295回目 異世界勇者の解呪魔法(ディスペルマジック) 100:嵐までの七日間(3-5)
僕の山刀が皮を裂き、肉を斬る生々しい感触が刃を通じて手に伝わってくる。この次に内蔵の感触になるのかと頭によぎり吐きそうになった。
「くそ……ッ」
僕は思わず山刀を途中で止めてしまった。その隙をついてセナのヤクザキックが僕の胸に当たり僕はその勢いで地面に転がった。

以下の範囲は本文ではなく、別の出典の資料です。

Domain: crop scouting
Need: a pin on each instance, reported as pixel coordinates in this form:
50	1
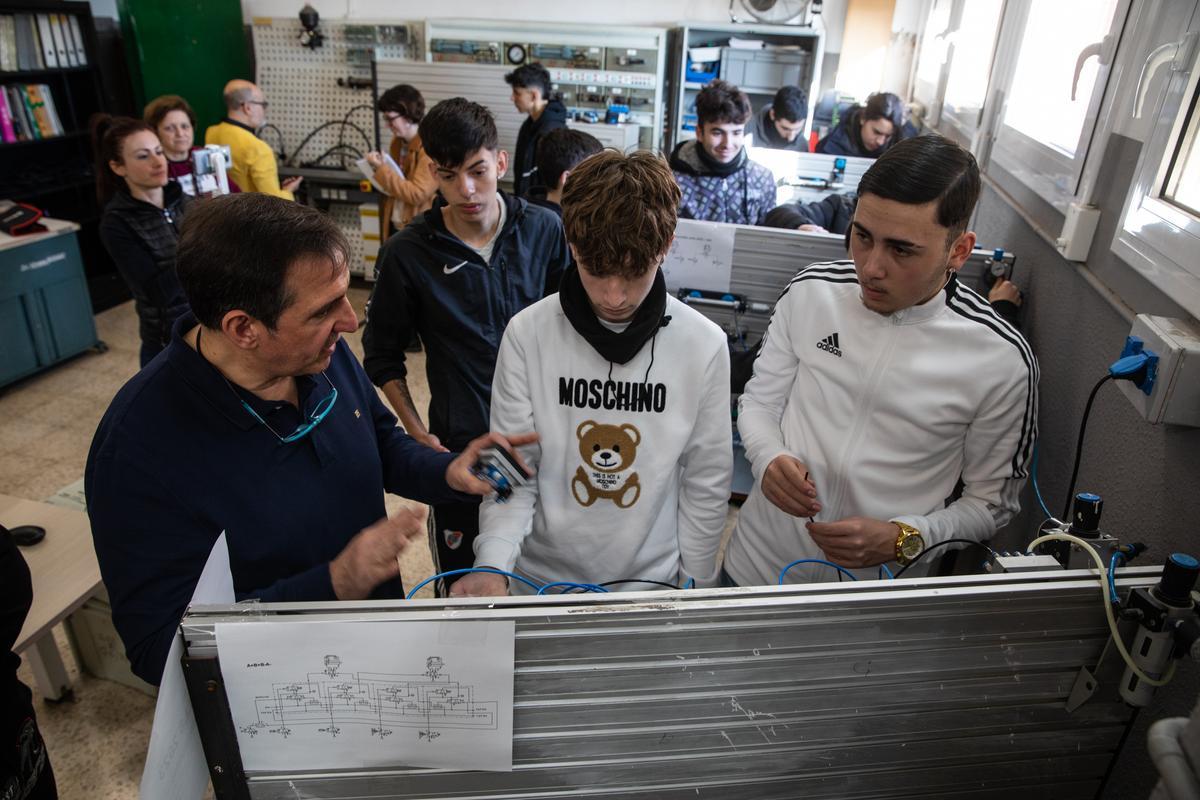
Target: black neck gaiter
615	347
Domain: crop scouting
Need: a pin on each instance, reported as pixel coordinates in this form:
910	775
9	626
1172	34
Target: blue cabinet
45	308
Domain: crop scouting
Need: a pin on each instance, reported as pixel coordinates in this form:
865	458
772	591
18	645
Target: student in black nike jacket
532	94
456	275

肺に加わった衝撃で呼吸が難しく、焦りも合わさって僕はよろよろと立ち上がり、セナの追撃に備えて山刀を構える。
しかし僕の目に映ったのは攻撃のため僕に向かってくる彼の姿ではなかった。セナは自分の脇腹の傷を見つめ、それを指で触れて呆然と立ち尽くしていた。
「なんで殺さねえんだ」
その声はなにかに酷くショックを受けたといった様子でとても小さな物だった。
「僕には無理だ、人を殺すなんて」
僕のその言葉にセナは血走った目で僕を睨み付け叫ぶ。
「お情けなんてかけてんじゃねえ!これじゃ俺が弱いみたいじゃねえか!!」
彼の言葉が理解できず困惑していると、セナは僕と離れたまま猛然とした勢いで青竜刀を空に振り始めた。僕は彼の斬激の方向を見ながら山刀で次々に襲いかかる彼の見えざる刃を弾き、反らし、しのぎ続ける。しかし彼の手は加速を続け、次第に防御が間に合わず体中が切り刻まれ始めた。

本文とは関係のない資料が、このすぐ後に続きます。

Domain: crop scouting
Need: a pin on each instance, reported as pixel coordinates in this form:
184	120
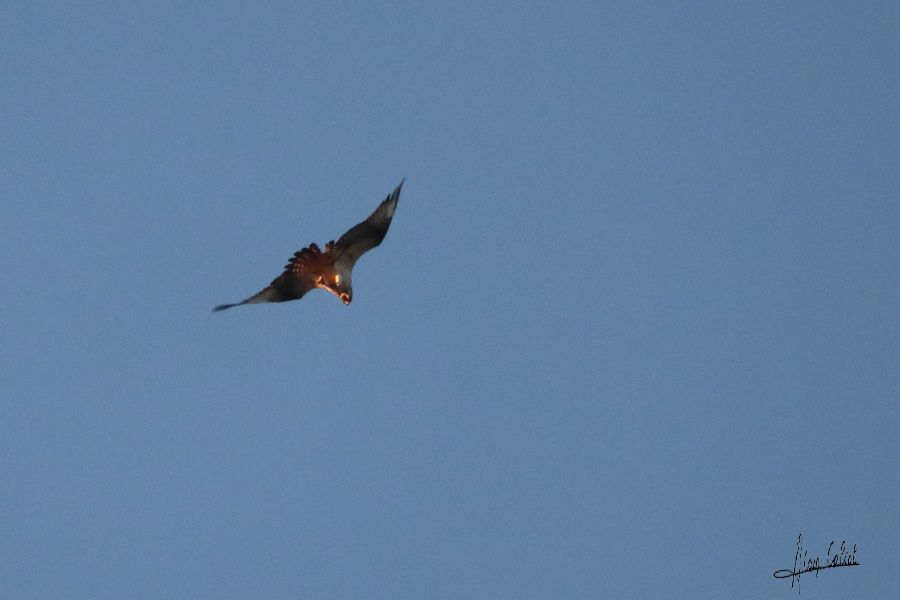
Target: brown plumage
332	269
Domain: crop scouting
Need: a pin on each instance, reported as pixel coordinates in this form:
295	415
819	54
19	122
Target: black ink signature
843	558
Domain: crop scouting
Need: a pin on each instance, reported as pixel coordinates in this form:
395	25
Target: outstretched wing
364	236
299	277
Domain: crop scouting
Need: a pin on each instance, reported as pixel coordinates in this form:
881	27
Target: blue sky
633	329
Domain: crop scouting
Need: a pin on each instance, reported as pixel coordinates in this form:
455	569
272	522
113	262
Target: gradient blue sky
635	325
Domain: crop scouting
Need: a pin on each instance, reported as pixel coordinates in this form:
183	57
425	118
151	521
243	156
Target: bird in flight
330	270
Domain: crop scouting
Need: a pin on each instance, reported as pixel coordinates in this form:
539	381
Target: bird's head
337	285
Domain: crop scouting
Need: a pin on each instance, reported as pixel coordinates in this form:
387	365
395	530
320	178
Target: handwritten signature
802	564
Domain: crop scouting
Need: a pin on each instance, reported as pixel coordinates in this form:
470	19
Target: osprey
331	270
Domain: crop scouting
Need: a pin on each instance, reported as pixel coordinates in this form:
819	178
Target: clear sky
634	327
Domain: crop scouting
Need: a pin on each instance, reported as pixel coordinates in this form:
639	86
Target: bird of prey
330	270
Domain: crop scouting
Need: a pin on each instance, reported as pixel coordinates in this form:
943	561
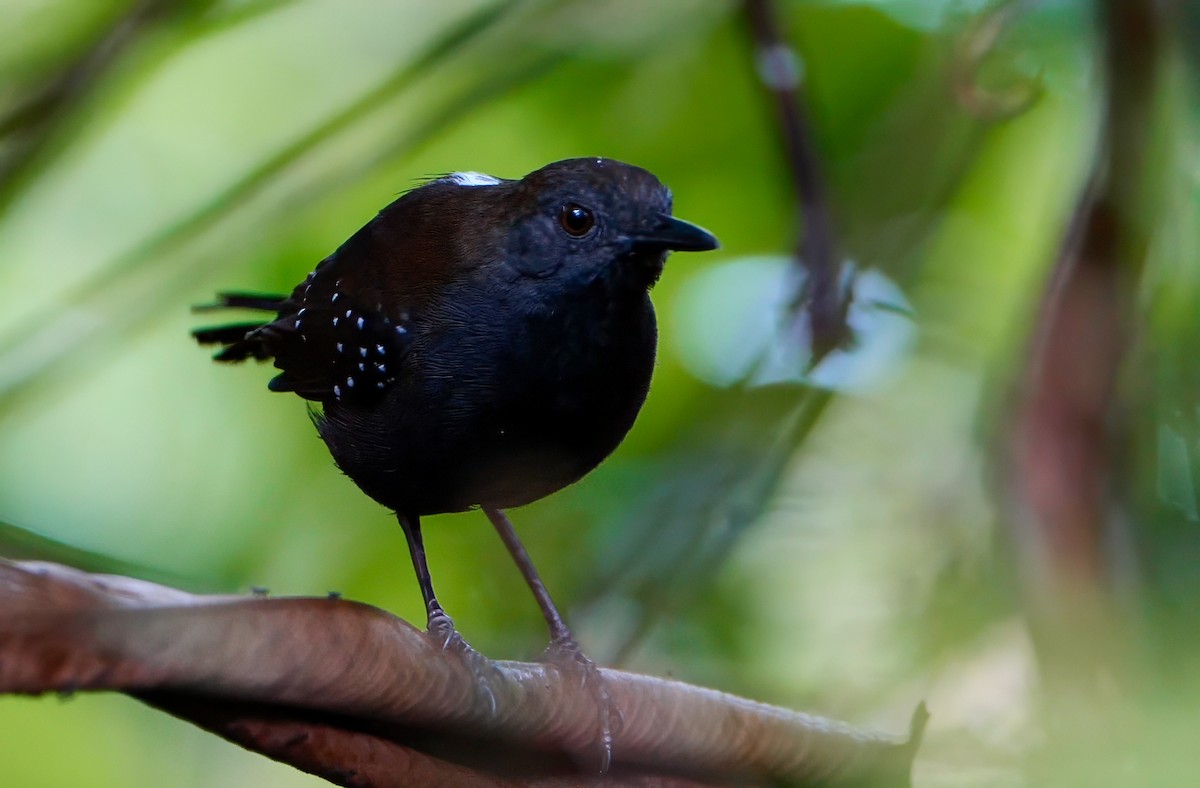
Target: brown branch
780	70
1063	458
973	47
361	698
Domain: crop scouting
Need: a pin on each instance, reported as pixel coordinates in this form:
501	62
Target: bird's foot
442	631
564	654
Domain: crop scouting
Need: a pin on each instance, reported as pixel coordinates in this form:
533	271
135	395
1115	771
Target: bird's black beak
670	233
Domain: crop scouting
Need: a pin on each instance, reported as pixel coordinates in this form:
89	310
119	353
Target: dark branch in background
1065	447
781	71
361	698
60	348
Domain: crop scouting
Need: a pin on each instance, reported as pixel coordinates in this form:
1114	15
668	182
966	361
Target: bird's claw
564	654
442	631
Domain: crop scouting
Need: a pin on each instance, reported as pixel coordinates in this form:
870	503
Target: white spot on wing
472	179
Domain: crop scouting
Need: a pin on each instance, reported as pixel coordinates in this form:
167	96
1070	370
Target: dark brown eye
576	220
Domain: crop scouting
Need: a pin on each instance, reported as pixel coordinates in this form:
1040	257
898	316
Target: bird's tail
246	340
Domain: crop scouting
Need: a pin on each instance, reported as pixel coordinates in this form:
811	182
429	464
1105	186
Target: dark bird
481	342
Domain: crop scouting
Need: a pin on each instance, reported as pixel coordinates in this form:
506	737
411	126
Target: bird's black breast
502	403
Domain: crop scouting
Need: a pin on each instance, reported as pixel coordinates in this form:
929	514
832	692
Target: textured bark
363	698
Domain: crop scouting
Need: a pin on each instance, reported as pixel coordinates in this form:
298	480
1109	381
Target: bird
480	343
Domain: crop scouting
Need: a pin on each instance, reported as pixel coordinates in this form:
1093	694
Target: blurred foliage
837	552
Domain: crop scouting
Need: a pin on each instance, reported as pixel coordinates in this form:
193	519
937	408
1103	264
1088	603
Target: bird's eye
576	220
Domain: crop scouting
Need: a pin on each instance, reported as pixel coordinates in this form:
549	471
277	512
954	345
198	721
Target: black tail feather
264	301
227	334
249	340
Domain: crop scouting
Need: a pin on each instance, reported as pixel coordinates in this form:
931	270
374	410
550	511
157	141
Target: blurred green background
833	548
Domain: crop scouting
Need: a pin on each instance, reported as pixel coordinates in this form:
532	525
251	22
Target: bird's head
580	220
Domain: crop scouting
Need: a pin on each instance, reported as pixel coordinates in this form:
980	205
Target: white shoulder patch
472	179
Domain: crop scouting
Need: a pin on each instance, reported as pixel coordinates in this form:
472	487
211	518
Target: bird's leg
563	650
438	624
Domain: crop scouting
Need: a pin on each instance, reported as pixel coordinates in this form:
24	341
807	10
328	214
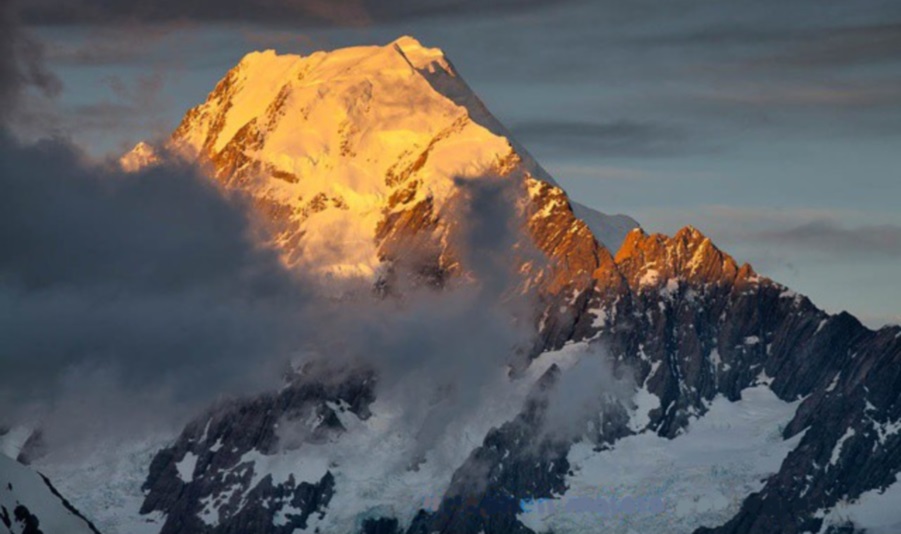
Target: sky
773	127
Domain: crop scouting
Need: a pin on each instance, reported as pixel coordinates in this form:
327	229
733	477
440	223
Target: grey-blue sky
754	121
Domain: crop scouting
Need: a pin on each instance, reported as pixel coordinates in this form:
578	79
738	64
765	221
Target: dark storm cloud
618	138
21	64
795	47
150	280
832	238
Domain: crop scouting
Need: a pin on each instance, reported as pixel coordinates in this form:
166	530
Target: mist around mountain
341	298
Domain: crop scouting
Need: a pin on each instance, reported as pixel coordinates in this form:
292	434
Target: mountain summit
342	150
739	405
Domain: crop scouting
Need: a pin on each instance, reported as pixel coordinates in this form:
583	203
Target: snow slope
647	483
28	500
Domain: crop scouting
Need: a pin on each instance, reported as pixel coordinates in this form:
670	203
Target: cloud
21	64
151	283
827	236
304	13
616	138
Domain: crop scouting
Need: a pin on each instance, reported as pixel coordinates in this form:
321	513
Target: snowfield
697	479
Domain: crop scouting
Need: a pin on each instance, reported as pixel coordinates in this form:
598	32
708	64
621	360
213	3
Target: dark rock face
678	314
219	494
693	324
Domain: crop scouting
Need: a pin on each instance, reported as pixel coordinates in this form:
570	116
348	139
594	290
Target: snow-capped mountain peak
334	145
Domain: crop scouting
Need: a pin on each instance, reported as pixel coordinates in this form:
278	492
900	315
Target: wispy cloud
827	236
615	138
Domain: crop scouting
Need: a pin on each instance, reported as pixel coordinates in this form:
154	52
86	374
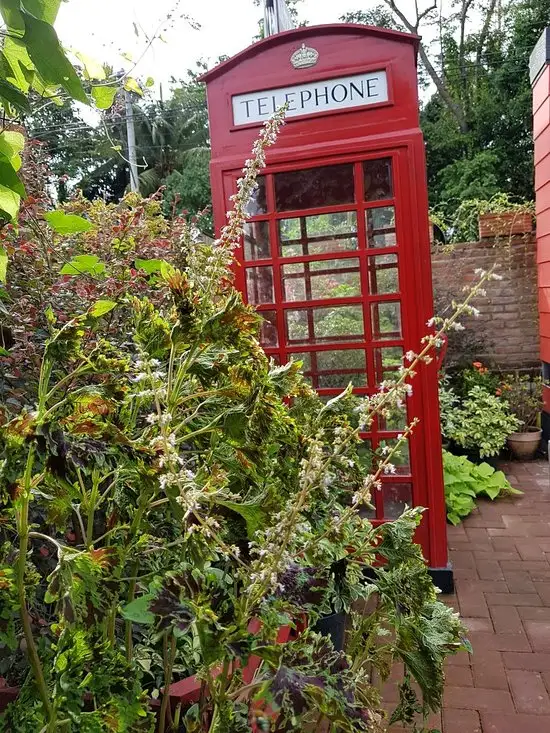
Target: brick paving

「俺は強いんだ、誰よりも強くなってレオに認めてもらうんだ。
だからお前みたいな奴は邪魔なんだよ!!」
彼の気迫と勢いに圧倒されながら、僕は彼に自分と似たものを感じた。グレッグに相棒として認めてもらいたい僕と同じだ、そう思った瞬間、一瞬の意識の揺らぎを捉えたセナは突如こちらに急接近し、必殺の一撃を仕掛ける。とっさに蔦を四方から放ち青龍刀は止めたが、彼は捕らえられた青竜刀を軸にして体を浮かせて、左膝蹴りで山刀を握る僕の右手の甲を蹴り、続く右足の後ろ回し蹴りで僕の側頭部を狙う。間一髪右手でそれを受け止めたが、今の彼の動きで蔦が切り裂かれ自由になった青竜刀が僕の頭頂部に振り下ろされた。
間一髪山刀を青竜刀の前に出し直撃は免れたが、山刀ごと振り下ろされた青竜刀の打撃が僕の頭蓋に叩きつけられ、意識が飛びかける。
ダメだ、ここで気を失ったら。僕もリガーも殺されてしまう。
「殺さないと……殺される」
朦朧としながらそう呟くと、山刀の刀身に異界文字でカウンタースキル発動と光の文字が描かれるのが見えた。